Comment concilier présomption d'innocence et prévention ? Notre fédération a eu à connaître d'un directeur d'école suspendu pendant 47 mois, avant d'être relaxé par la cour d'appel des accusations à caractère sexuel dont il était l'objet de la part d'une dizaine de familles. À l'époque, le ministre de l'éducation nationale était Gilles de Robien. Nous avons demandé que la loi soit modifiée, et nous n'avons obtenu gain de cause qu'il y a deux ans, au travers de l'amendement que j'ai évoqué : désormais, les professionnels suspendus parce qu'ils sont mis en cause dans une affaire, pas nécessairement à caractère sexuel, peuvent être affectés à un autre poste qui ne les expose pas au contact des enfants. C'est un progrès.
Il faut regarder si les préconisations de la commission d'enquête parlementaire sur l'affaire d'Outreau ont été appliquées. Son président André Vallini disait qu'en France, les principes sont exemplaires : la présomption d'innocence est inscrite en lettres d'or dans notre code de procédure pénale, la détention provisoire est l'exception, la liberté est la règle... Hélas, la réalité est parfois loin des principes et, trop souvent, la présomption d'innocence cède le pas devant la présomption de culpabilité. Dans ses recommandations, M. Vallini insistait sur le recueil de la parole de l'enfant, le rôle des experts - qui, dans l'affaire d'Outreau, se sont tous trompés, ont été pareillement manipulés - et la formation des enquêteurs. Or tous les commissariats et gendarmeries ne sont pas encore dotés de fonctionnaires chargés de recueillir la parole des enfants et formés à le faire ; les moyens manquent - parfois, la caméra tombe en panne. Et les droits de la défense doivent être respectés.
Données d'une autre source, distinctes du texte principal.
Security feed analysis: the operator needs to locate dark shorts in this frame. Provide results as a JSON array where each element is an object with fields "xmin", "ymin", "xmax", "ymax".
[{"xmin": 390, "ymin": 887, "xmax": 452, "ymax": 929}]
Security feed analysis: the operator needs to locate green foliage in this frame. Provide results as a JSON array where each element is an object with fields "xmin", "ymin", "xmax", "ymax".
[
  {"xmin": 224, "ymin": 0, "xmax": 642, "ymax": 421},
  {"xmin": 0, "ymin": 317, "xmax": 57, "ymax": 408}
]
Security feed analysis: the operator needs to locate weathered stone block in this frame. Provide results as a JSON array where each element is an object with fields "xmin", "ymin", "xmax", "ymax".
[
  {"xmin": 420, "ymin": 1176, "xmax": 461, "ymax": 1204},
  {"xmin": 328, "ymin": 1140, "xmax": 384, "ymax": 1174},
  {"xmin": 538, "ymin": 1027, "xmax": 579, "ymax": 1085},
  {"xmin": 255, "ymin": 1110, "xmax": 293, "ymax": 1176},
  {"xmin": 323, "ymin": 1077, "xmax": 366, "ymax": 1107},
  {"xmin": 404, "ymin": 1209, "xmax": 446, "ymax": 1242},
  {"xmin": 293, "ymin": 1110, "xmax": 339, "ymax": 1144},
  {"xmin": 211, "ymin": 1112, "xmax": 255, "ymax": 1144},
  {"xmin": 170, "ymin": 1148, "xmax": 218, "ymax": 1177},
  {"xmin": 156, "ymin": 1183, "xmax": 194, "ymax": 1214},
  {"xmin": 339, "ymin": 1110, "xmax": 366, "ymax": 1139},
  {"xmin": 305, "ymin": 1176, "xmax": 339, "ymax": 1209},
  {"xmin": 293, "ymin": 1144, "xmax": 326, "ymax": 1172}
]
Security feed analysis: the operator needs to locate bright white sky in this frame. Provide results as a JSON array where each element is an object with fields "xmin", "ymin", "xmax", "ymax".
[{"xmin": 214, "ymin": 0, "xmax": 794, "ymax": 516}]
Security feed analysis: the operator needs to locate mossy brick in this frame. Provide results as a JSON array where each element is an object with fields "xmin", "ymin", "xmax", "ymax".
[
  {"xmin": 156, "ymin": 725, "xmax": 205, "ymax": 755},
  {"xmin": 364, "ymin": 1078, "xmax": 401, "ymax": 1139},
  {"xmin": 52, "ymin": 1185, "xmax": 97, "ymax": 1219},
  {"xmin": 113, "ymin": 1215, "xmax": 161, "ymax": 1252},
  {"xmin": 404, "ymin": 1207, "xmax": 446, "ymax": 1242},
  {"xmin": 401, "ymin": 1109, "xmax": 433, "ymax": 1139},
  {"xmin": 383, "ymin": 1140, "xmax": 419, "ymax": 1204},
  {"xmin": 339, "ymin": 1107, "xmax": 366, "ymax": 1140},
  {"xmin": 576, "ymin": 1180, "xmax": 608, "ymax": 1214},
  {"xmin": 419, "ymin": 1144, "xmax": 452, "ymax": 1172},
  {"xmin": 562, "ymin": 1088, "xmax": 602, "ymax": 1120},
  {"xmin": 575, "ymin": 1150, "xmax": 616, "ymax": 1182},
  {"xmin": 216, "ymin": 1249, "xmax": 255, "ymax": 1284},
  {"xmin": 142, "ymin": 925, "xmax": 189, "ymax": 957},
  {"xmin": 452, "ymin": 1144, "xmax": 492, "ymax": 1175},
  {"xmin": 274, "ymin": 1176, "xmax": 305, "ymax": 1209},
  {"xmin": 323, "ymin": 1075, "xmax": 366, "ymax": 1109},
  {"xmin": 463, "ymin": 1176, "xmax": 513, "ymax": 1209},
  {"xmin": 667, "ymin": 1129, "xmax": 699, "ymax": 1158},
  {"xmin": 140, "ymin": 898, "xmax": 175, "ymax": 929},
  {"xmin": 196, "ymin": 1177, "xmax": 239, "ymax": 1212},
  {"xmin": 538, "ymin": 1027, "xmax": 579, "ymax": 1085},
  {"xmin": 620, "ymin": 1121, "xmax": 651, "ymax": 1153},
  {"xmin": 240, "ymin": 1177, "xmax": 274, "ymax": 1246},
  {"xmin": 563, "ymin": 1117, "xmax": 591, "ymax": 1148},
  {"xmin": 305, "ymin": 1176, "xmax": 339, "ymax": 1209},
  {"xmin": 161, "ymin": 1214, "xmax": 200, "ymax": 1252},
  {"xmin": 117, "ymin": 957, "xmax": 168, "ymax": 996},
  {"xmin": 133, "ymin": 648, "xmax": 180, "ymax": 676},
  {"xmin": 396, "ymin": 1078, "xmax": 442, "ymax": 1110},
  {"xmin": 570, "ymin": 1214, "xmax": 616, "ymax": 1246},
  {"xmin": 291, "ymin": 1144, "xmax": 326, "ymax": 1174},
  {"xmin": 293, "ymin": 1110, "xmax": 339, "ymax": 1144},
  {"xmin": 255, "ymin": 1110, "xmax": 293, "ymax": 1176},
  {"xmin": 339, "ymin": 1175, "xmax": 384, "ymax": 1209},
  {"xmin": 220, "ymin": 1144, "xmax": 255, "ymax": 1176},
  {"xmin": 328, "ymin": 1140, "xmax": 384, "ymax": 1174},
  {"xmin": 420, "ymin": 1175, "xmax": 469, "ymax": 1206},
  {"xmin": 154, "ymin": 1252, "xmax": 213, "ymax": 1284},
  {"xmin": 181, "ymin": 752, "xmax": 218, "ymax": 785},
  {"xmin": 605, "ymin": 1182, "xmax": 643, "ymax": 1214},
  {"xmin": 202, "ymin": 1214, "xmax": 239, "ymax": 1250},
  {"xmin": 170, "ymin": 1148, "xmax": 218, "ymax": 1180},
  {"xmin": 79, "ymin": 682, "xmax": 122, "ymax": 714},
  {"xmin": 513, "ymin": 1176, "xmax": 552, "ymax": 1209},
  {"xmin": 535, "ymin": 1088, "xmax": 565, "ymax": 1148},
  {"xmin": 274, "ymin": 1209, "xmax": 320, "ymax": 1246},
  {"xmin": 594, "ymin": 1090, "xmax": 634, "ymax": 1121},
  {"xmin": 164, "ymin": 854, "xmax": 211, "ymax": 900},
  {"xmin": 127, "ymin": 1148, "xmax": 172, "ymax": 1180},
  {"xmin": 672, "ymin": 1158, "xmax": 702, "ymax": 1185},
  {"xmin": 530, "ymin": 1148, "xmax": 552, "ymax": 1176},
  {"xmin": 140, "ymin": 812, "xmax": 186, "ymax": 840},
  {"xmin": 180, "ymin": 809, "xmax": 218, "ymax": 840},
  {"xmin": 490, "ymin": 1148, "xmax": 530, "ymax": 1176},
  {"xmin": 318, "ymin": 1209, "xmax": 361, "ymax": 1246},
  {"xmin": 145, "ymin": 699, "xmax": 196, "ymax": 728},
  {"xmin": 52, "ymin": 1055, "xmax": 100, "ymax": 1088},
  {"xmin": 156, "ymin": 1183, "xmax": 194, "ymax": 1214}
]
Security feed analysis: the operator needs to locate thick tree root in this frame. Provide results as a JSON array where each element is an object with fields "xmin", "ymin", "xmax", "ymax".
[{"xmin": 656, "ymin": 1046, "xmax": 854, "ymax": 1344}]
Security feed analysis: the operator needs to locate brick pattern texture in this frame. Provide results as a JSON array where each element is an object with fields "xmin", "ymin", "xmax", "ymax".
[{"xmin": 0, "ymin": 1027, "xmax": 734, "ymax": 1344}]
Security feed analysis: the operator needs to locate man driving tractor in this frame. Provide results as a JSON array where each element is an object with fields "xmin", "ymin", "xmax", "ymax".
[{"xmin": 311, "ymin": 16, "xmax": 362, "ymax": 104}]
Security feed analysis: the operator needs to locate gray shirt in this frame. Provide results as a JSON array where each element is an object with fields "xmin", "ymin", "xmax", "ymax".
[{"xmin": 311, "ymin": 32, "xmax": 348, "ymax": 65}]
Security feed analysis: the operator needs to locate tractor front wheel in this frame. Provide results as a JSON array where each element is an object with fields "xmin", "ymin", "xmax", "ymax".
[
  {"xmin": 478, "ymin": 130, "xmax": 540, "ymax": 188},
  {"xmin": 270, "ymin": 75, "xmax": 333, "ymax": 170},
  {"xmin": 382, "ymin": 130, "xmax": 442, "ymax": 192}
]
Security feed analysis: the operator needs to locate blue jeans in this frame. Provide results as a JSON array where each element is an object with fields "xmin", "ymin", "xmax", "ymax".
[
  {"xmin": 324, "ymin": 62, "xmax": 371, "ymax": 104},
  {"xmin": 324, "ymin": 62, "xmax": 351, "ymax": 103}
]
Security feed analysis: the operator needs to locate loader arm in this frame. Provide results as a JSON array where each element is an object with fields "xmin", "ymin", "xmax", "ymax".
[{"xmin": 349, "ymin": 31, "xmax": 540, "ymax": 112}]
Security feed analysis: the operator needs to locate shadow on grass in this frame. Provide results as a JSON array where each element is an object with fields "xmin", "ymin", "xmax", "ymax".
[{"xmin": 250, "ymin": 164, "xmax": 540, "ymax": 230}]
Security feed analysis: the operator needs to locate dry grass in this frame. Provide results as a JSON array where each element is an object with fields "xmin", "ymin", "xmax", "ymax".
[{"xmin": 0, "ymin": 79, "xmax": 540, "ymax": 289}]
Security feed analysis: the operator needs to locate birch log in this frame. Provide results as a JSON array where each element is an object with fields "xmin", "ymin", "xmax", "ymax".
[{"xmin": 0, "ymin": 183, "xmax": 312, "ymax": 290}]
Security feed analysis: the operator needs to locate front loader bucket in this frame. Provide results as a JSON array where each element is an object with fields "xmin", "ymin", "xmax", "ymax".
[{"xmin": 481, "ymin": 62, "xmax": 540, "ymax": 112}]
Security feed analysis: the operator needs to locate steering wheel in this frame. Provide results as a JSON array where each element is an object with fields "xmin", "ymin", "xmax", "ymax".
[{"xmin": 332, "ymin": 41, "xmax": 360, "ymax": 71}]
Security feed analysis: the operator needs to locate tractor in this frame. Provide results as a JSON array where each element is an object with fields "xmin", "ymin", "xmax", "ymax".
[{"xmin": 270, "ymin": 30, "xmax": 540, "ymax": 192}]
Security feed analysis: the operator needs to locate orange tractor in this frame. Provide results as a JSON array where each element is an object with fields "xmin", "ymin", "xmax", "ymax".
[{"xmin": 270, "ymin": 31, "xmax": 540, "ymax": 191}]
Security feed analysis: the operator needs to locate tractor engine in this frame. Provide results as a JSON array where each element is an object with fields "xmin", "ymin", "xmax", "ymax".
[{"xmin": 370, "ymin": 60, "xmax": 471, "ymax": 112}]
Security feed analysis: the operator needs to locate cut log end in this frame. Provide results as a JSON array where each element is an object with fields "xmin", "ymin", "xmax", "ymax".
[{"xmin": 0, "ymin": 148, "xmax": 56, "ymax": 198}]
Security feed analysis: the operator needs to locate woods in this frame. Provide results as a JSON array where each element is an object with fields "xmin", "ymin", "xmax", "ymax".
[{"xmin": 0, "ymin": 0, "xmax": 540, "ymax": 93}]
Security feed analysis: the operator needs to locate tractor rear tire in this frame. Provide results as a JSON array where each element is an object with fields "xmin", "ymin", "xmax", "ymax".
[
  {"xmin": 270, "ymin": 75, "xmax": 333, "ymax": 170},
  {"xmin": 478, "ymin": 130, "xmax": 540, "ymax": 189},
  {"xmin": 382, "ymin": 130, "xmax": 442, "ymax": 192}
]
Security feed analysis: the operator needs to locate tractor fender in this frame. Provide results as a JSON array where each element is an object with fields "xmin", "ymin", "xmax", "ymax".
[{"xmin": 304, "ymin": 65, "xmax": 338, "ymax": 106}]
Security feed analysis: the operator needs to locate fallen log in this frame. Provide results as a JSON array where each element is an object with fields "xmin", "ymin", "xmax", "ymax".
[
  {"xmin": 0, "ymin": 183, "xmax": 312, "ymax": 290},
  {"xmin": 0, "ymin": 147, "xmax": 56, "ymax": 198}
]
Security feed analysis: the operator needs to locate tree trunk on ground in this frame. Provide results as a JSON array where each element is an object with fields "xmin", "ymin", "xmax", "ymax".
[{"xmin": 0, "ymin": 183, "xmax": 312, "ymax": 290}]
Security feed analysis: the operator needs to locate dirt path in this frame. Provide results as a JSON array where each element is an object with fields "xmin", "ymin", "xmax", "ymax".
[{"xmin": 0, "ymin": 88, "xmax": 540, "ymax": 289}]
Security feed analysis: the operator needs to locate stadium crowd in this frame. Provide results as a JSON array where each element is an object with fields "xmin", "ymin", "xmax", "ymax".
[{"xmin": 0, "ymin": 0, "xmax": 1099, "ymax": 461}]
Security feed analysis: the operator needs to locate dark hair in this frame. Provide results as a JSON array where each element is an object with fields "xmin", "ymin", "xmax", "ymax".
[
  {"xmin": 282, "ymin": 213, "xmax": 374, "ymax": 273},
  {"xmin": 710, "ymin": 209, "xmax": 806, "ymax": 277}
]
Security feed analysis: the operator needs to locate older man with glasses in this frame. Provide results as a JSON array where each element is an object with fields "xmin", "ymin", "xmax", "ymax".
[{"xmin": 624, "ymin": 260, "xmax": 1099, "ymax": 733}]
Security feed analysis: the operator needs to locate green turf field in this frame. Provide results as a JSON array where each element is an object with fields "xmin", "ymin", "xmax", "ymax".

L'affaire d'Outreau nous a enseigné que l'enfant mineur peut malheureusement mentir, être instrumentalisé ou manipulé, sa parole peut être déformée, il peut même en être prisonnier. Il agit parfois sous l'influence de sa famille et est alors pris dans un conflit de loyauté. Il peut accuser de faits réels une personne innocente pour protéger un parent qu'il ne veut ou ne peut accuser. Tout cela est heureusement rare. Mais lorsqu'un enseignant est victime de dénonciation, les dégâts sont considérables : l'Éducation nationale ouvre le parapluie et suspend l'enseignant. C'est peut-être un bien pour l'enfant, mais une catastrophe s'il est innocent.